Sono sempre di più le persone che, alla ricerca di nuove opportunità di business, scelgono di lanciarsi nell’e-commerce. I numeri, dopotutto, non possono che dare ragione a chi intraprende questa strada. Da dopo lo scoppio dell’emergenza sanitaria, infatti, il trend delle vendite online è letteralmente esploso, andando incontro, successivamente, a un consolidamento che, però, non ha voluto dire forte perdita di quota.
Si può cominciare a vendere in rete dopo aver aperto una Partita IVA, ma anche senza (vedremo, nelle prossime righe, come farlo in maniera legale). Se si inizia a vendere online con partita iva – e a questo proposito suggeriamo di valutare la possibilità di adottare il regime forfettario – è fondamentale cercare di scaricare tutte le spese. Ciò significa che gli acquisti presso i rivenditori di materiali per gli imballaggi, i budget stanziati per le campagne pubblicitarie sui social e qualsiasi altra spesa gestionale devono essere sempre accompagnati da una fattura.

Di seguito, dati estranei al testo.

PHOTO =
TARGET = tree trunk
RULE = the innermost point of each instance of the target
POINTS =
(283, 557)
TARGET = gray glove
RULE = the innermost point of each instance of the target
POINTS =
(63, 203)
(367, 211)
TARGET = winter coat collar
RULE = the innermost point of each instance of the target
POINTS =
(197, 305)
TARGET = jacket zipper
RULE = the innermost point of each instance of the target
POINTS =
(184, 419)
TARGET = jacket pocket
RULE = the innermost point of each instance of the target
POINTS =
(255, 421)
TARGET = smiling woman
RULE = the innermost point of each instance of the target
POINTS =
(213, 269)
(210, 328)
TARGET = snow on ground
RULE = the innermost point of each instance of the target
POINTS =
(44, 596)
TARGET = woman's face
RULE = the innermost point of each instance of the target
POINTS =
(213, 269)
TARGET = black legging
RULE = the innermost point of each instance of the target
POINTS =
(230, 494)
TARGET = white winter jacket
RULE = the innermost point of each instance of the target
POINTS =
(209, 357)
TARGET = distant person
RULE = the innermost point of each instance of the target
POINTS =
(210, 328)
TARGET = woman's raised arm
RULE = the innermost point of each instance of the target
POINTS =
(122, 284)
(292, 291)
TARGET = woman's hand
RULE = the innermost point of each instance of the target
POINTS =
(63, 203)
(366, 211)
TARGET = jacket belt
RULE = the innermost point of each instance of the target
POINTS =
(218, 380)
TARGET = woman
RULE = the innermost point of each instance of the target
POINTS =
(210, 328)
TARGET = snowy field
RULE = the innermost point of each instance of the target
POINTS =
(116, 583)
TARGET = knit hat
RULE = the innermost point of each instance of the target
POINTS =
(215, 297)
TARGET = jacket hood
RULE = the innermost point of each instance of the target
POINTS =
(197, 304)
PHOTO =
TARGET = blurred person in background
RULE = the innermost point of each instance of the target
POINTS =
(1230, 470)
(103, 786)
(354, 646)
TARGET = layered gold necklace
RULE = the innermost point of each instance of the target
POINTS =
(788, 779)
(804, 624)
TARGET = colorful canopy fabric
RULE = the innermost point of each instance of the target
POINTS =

Come muoversi, invece, nei frangenti in cui si opta per la vendita senza Partita IVA? Scopriamolo assieme nelle prossime righe di questo articolo.
Aprire un e-commerce senza Partita IVA: come essere in regola con la legge
Per vendere online senza Partita IVA, è necessario innanzitutto che la suddetta attività si configuri come occasionale. Un altro requisito importante riguarda l’assenza di attività di acquisto finalizzate a una successiva vendita. Da non dimenticare è altresì il fatto che, per operare a norma di legge nella vendita online senza Partita IVA, non bisogna possedere un e-commerce.
Non ci si deve scoraggiare, in quanto esistono diverse alternative a cui fare riferimento. Giusto per citarne una, chiamiamo in causa marketplace come Etsy, punto di riferimento per chi ha hobby creativi ed è intenzionato a monetizzarli, ma anche eBay, il sito di aste più famoso al mondo. Come non ricordare Facebook Marketplace, un’altra piazza virtuale dove è possibile vendere (e acquistare) prodotti di ogni tipo, nuovi e usati?
Ci sono adempimenti fiscali da rispettare?
Quando si parla di vendita online senza Partita IVA, è necessario ricordare che la legge italiana non prevede l’obbligo di espletare adempimenti fiscali. Non essendo attività professionale, non si configura la maturazione di un reddito d’impresa. Non è obbligatorio emettere fatture elettroniche e non si deve fare riferimento ad alcun regolamento per quanto riguarda la definizione dei prezzi da applicare.
Essendo le transazioni sporadiche, vengono incluse, dal punto di vista fiscale, sotto il cappello dei redditi diversi. Attenzione: oltre a essere occasionale, la vendita online legale senza Partita IVA deve essere pure priva di organizzazione e di promozione, requisito impossibile da soddisfare se si ha un e-commerce.
Sui marketplace, come già accennato, la vendita è possibile. A questo punto, sarebbe naturale sottolineare che le suddette piattaforme hanno organizzazioni e strutture molto complesse, nonché macchine promozionali sempre attive. Vero, ma si tratta di aspetti che non vedono il singolo venditore coinvolto in prima persona.
Essenziale è sottolineare che Amazon è un caso diverso rispetto ai marketplace sopra menzionati. Per vendere tramite il colosso fondato da Jeff Bezos, infatti, è necessario possedere una Partita IVA.
Lo stesso si può dire per Instagram. In entrambi i casi appena menzionati, si viene inquadrati come venditori abituali ed è necessario aprire la Partita IVA (nonché regolarizzare la propria posizione presso l’INPS e la Camera di Commercio).
Cosa si rischia se si apre un e-commerce senza Partita IVA?
Se si trasgrediscono le linee guida sopra menzionate, iniziando a vendere online in maniera continuativa e organizzata attraverso un e-commerce senza aprire la Partita IVA (che prevede il Codice Ateco 47.91.10), si commette reato di esercizio abusivo della professione. Le sanzioni comminate partono dai 103 euro e si può arrivare a una pena detentiva di due anni di reclusione.